Deepfakes, in particular, pose a significant risk to identity verification processes. These highly convincing forgeries can manipulate and deceive even the most sophisticated verification systems. The crypto industry must develop robust strategies to detect and prevent the use of deepfakes in their verification processes.

Deepfakes represent artificial intelligence (AI) technology used to create hyper-realistic, manipulated video or audio content that portrays individuals as saying or doing things they never actually said or did. The term “deep fake” combines “deep learning” and “fake,” reflecting the underlying technology’s use of deep neural networks for this purpose.

Deepfake technology typically involves training a neural network with vast amounts of data.
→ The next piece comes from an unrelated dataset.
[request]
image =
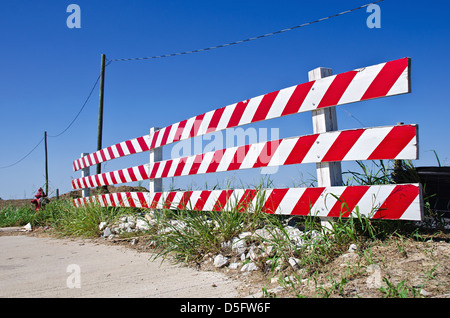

Data such as images and audio recordings of a specific individual. Once the network is introduced, it can generate highly convincing imitations of the person’s appearance and voice. These manipulated media can make it appear that someone is speaking or acting in a way they never have. It’s difficult for the average person to discern the forgery from genuine content.

Deepfakes have garnered attention due to their potential for misuse, including spreading false information, defaming individuals, creating convincing hoaxes, and deepfake scams. They raise concerns about the erosion of trust in media and the potential for their use in various forms of misinformation, disinformation, and cyberattacks. As a result, researchers and technology companies are also developing methods to detect and mitigate deepfake content to combat the potential harm it can cause.

Forced Verification

A concerning trend in the report is “forced verification,” where individuals are verified against their will on behalf of fraudsters. This method underscores the extent to which malicious actors are willing to exploit identity verification processes. Preventing such instances is crucial to maintaining the integrity of the industry.

Document Fraud

While there is a shift from document-based verification, document fraud remains a challenge within the crypto industry. Fraudsters are now turning to using printed documents and entirely forged ID documents to circumvent existing verification measures. Crypto companies must continuously adapt their strategies to address this evolving threat.

Regulatory Challenges Persist

Despite progress in the industry, the report underscores the challenges related to the lack of clear guidance and expectations regarding the Travel Rule. Operational readiness remains a concern for organizations in the crypto space as they navigate the evolving regulatory landscape.

The Need for Ongoing Improvement

The “State of Verification and Monitoring in the Crypto Industry 2023” report sheds light on the dynamic and evolving landscape of identity verification and fraud prevention. The crypto industry faces the dual challenge of increasingly sophisticated fraud methods, such as deepfake scams, and a complex regulatory environment. To thrive in this landscape, crypto companies must invest in advanced solutions. Concepts like Non-Doc Verification to expedite onboarding processes, enhance pass rates, and mitigate the threat of synthetic fraud.

As the industry matures, the need for ongoing improvement in user verification, anti-fraud measures, and compliance with regulatory changes becomes even more apparent. Only through adaptation and innovation can the crypto industry maintain its integrity. And continue to flourish in a secure and trusted environment.